He was even calling God his own father, making himself equal with God. (NIV)
1. The peoples in the time and culture of the Bible knew that children often carried the authority of the family. For example, the son of a king had authority. When Christ said that God was his Father, the Pharisees correctly interpreted that to mean that he had God’s authority on earth, something that Jesus was in fact saying (cp. John 5:17ff).
2. This verse is actually unsupportive of the Trinity. It accurately records that Jesus was saying that God was his father, not that he was himself God, or that he was “God the Son.” It is clear that Jesus’ authority came from the fact that he was the Son of God, not God Himself.

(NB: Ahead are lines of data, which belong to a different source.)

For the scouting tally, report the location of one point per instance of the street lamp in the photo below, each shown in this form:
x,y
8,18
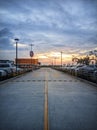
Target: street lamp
x,y
16,39
31,53
61,58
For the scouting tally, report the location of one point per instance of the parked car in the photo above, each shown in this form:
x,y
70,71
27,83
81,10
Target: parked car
x,y
6,67
3,74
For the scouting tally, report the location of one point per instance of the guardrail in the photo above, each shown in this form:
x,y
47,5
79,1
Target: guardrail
x,y
90,76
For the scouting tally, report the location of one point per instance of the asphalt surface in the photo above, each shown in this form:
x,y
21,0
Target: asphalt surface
x,y
47,99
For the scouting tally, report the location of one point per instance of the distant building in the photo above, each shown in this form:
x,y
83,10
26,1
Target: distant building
x,y
6,61
24,62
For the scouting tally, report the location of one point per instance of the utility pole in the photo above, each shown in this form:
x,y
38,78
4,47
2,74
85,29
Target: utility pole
x,y
31,54
61,58
16,39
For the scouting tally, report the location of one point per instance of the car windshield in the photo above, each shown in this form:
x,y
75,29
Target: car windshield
x,y
4,65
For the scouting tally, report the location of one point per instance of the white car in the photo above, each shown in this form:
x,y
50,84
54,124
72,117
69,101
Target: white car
x,y
3,74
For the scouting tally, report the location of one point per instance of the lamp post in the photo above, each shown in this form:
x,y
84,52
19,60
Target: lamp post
x,y
31,53
16,39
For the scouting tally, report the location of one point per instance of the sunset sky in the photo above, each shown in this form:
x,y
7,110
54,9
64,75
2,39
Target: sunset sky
x,y
52,26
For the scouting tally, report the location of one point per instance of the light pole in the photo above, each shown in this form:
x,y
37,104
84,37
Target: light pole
x,y
31,53
16,39
61,58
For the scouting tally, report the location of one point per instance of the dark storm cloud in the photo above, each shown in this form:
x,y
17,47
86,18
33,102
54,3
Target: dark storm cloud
x,y
59,23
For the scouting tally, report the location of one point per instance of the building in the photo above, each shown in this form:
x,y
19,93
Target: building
x,y
26,62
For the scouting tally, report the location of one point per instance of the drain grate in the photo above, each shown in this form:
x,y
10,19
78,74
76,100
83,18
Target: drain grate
x,y
45,80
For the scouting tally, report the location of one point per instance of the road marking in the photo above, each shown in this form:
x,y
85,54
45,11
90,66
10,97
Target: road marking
x,y
46,121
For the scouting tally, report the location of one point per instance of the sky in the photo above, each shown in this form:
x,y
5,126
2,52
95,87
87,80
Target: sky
x,y
52,26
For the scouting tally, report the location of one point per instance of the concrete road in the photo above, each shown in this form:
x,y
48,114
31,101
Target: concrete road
x,y
47,99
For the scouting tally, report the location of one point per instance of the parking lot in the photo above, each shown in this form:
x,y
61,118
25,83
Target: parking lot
x,y
48,99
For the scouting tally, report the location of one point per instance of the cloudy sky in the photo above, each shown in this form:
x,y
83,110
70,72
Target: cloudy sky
x,y
52,26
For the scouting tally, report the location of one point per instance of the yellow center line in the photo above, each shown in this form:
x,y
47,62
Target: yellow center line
x,y
46,121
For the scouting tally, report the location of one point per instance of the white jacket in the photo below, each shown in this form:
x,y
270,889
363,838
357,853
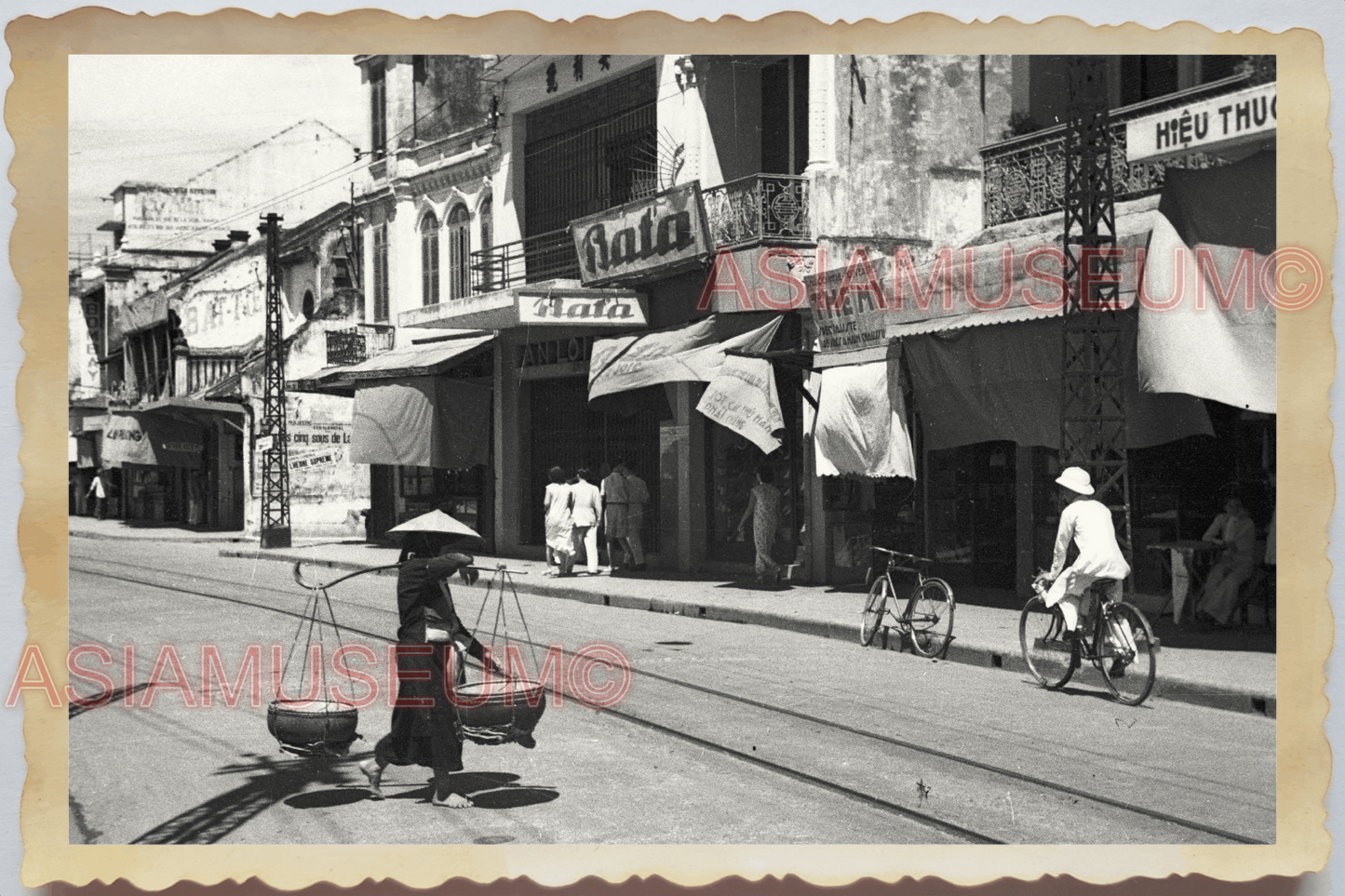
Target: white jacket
x,y
1088,524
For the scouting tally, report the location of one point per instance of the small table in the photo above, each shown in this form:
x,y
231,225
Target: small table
x,y
1187,576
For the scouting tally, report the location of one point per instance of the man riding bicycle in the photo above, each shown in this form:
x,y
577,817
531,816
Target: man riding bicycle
x,y
1088,525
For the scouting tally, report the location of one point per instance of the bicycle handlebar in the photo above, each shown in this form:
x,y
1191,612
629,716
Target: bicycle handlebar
x,y
898,554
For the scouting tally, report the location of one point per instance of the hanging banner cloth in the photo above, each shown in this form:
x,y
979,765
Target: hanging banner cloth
x,y
860,425
743,397
1217,340
422,421
1002,382
693,352
156,440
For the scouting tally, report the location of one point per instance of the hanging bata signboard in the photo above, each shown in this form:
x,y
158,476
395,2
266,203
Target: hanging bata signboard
x,y
1209,126
641,237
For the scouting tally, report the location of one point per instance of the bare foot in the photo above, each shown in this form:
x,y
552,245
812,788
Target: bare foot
x,y
374,772
452,801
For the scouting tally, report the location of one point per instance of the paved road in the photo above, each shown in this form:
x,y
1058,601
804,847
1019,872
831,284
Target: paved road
x,y
729,733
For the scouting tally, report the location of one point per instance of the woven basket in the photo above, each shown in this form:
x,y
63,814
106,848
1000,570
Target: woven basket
x,y
507,712
314,726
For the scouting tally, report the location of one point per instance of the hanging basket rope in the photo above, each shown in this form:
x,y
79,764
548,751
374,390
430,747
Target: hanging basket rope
x,y
490,712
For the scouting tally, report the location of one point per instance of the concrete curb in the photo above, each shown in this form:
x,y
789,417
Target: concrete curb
x,y
182,540
960,651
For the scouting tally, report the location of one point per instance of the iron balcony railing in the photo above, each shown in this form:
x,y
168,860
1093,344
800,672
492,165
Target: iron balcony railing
x,y
358,343
546,256
759,207
1025,177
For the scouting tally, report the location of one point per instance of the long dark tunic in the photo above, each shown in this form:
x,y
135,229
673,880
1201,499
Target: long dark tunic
x,y
425,729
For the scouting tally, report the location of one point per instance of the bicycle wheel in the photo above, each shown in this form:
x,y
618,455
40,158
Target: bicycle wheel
x,y
1049,655
1130,675
873,609
930,618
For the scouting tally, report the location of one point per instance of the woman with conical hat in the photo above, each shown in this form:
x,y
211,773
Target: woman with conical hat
x,y
432,638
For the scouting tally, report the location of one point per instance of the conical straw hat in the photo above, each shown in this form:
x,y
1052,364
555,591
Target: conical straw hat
x,y
436,522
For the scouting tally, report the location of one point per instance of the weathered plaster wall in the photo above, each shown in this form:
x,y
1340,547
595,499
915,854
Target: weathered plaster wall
x,y
907,138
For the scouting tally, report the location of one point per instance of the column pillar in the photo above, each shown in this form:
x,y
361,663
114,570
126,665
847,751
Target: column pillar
x,y
1025,525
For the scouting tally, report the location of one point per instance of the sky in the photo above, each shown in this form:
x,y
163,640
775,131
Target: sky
x,y
166,118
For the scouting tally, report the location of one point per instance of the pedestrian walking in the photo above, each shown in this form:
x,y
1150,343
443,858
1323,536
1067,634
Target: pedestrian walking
x,y
615,516
425,729
99,488
637,498
586,512
558,506
764,512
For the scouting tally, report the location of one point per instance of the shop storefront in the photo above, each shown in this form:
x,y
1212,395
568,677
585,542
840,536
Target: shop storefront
x,y
984,392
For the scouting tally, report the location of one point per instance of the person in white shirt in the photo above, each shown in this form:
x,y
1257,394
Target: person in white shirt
x,y
615,516
1236,531
1088,525
584,515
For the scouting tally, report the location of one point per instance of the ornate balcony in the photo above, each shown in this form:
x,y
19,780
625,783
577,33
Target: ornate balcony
x,y
1025,177
759,208
358,343
547,256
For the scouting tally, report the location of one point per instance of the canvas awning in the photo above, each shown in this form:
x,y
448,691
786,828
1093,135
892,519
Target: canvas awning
x,y
988,383
154,439
422,421
692,352
401,364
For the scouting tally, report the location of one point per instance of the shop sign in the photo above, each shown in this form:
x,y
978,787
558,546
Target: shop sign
x,y
641,237
627,310
1209,126
556,352
322,459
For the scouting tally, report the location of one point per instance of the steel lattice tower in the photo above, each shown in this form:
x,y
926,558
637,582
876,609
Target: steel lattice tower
x,y
275,459
1093,408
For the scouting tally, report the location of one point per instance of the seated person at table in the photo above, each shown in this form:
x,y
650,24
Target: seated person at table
x,y
1236,531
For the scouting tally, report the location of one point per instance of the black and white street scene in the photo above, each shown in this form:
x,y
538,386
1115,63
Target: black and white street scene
x,y
673,449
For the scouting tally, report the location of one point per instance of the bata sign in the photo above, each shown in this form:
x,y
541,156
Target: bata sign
x,y
1209,126
641,237
583,307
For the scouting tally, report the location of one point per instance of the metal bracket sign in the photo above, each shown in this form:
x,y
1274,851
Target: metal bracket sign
x,y
641,237
1209,126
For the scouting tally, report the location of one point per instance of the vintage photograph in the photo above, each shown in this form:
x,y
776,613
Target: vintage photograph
x,y
695,449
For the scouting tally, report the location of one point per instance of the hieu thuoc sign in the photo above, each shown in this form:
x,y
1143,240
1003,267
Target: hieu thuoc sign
x,y
1209,126
641,237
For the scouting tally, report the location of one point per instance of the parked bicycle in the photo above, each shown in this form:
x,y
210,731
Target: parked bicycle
x,y
927,619
1117,639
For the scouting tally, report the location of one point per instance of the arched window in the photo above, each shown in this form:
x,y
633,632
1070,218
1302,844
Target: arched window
x,y
459,253
486,216
429,260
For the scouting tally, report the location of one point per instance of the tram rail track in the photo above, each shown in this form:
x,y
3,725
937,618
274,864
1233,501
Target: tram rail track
x,y
964,832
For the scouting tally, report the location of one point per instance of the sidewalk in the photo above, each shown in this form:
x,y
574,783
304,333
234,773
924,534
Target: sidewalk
x,y
1231,670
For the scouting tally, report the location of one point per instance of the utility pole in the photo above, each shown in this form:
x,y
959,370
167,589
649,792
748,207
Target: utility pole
x,y
275,455
1093,408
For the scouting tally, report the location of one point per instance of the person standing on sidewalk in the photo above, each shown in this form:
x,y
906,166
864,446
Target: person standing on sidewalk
x,y
638,498
558,506
588,509
764,512
100,495
615,515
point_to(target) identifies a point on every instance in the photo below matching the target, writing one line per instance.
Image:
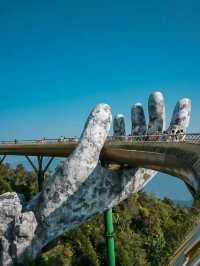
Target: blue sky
(60, 58)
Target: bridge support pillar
(40, 170)
(110, 246)
(2, 159)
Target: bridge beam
(40, 170)
(2, 159)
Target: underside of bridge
(177, 159)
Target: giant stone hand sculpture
(81, 187)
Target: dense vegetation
(147, 229)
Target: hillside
(147, 230)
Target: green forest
(147, 230)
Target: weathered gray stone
(156, 109)
(181, 115)
(119, 126)
(79, 189)
(138, 120)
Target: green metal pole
(109, 237)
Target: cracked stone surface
(80, 187)
(156, 108)
(138, 120)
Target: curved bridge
(175, 155)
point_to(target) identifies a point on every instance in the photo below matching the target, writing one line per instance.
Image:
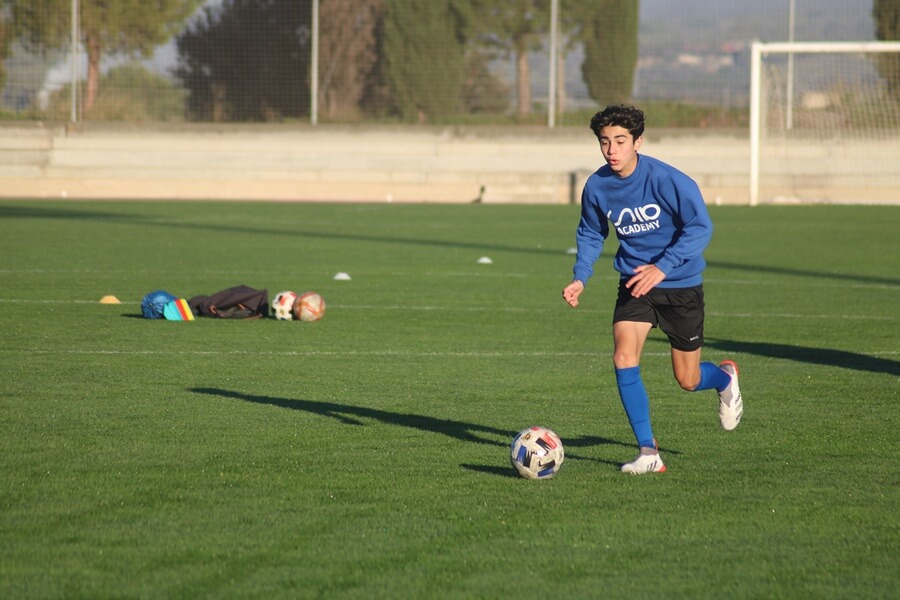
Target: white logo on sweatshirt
(643, 218)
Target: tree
(887, 28)
(347, 52)
(517, 27)
(247, 60)
(423, 46)
(124, 26)
(610, 50)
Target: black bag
(239, 302)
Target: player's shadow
(460, 430)
(815, 356)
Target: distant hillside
(669, 26)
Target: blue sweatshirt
(659, 217)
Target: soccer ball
(283, 306)
(536, 453)
(310, 307)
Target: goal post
(824, 122)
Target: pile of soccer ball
(290, 306)
(536, 453)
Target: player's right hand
(572, 291)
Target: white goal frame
(758, 51)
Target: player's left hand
(645, 278)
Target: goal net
(825, 122)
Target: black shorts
(678, 312)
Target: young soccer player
(663, 227)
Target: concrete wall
(366, 163)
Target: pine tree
(126, 26)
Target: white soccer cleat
(731, 405)
(645, 463)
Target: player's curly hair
(620, 115)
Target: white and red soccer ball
(310, 306)
(536, 453)
(283, 305)
(291, 306)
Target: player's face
(619, 149)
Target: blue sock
(712, 376)
(637, 404)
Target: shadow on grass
(36, 211)
(54, 213)
(816, 356)
(460, 430)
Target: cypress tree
(424, 53)
(887, 28)
(610, 50)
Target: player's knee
(624, 360)
(688, 382)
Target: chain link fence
(390, 61)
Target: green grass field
(366, 455)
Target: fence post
(73, 116)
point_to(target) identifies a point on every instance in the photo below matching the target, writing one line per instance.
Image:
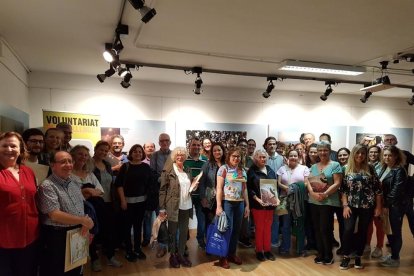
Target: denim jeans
(275, 229)
(396, 217)
(201, 218)
(234, 212)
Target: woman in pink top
(19, 227)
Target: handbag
(217, 242)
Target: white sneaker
(114, 262)
(377, 253)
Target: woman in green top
(323, 183)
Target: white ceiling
(68, 36)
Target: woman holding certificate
(19, 227)
(323, 183)
(261, 179)
(232, 197)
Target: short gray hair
(176, 151)
(259, 152)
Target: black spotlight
(108, 73)
(411, 101)
(198, 82)
(364, 98)
(125, 82)
(328, 90)
(146, 13)
(269, 89)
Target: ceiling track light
(411, 101)
(108, 73)
(364, 98)
(146, 13)
(328, 90)
(198, 82)
(270, 87)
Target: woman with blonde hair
(175, 202)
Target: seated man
(61, 208)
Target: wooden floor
(204, 265)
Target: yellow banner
(86, 128)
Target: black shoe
(269, 256)
(202, 244)
(328, 261)
(345, 263)
(145, 243)
(131, 257)
(318, 260)
(260, 256)
(140, 255)
(358, 263)
(246, 243)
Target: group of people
(308, 182)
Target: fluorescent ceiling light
(324, 68)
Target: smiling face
(360, 156)
(388, 158)
(101, 152)
(271, 147)
(217, 152)
(373, 154)
(206, 145)
(343, 157)
(80, 157)
(9, 151)
(62, 165)
(137, 154)
(53, 140)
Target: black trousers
(356, 241)
(134, 215)
(322, 216)
(19, 261)
(53, 247)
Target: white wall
(177, 103)
(14, 89)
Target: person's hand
(219, 210)
(124, 205)
(246, 212)
(204, 203)
(347, 212)
(116, 167)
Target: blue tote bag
(217, 242)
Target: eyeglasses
(64, 161)
(34, 141)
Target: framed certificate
(268, 191)
(77, 249)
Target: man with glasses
(275, 161)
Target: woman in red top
(18, 214)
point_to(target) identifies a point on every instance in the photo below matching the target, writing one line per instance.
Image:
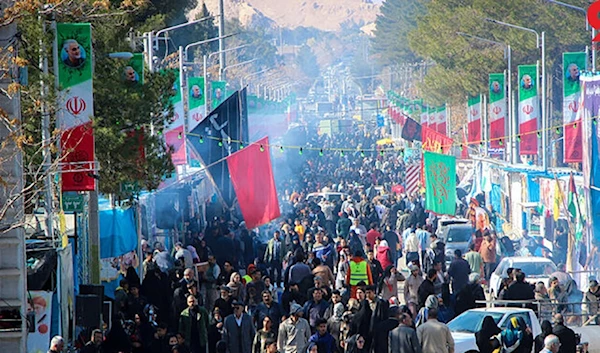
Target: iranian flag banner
(573, 63)
(442, 120)
(440, 183)
(196, 101)
(497, 110)
(424, 116)
(432, 120)
(174, 132)
(75, 105)
(474, 115)
(529, 109)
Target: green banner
(218, 93)
(134, 71)
(527, 82)
(497, 87)
(197, 95)
(75, 44)
(440, 183)
(573, 64)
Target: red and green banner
(497, 110)
(440, 183)
(75, 105)
(434, 141)
(529, 109)
(573, 63)
(474, 108)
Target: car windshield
(458, 235)
(536, 269)
(470, 321)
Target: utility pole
(13, 275)
(222, 58)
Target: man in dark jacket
(238, 336)
(459, 271)
(403, 339)
(568, 343)
(193, 325)
(427, 287)
(383, 328)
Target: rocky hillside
(325, 15)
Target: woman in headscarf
(361, 320)
(238, 291)
(486, 339)
(539, 339)
(335, 322)
(355, 344)
(388, 286)
(384, 254)
(430, 303)
(517, 337)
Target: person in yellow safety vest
(249, 272)
(358, 271)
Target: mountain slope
(325, 15)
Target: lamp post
(587, 26)
(512, 124)
(541, 43)
(150, 36)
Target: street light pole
(541, 43)
(587, 26)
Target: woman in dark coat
(486, 342)
(539, 339)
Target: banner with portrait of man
(573, 63)
(497, 110)
(196, 101)
(75, 105)
(529, 109)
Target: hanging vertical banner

3. The concept of people being “equal” is found in several places in the Bible. For example, when Joseph was ruling Egypt under Pharaoh, Judah said to him, “You are equal to Pharaoh himself” (Gen. 44:18). Paul wrote about men who wanted to be considered “equal with us” (2 Cor. 11:12). No Christian we are aware of believes that Joseph and Pharaoh or Paul and his opponents are “of one substance,” and make up “one being” simply because they are called “equal.” We believe that John 5:18 should be handled like the other verses that mention equality. Jesus was using God’s power and authority on earth, and was thus “equal” to God in the same way Joseph, who was using Pharaoh’s authority and power, was equal to Pharaoh.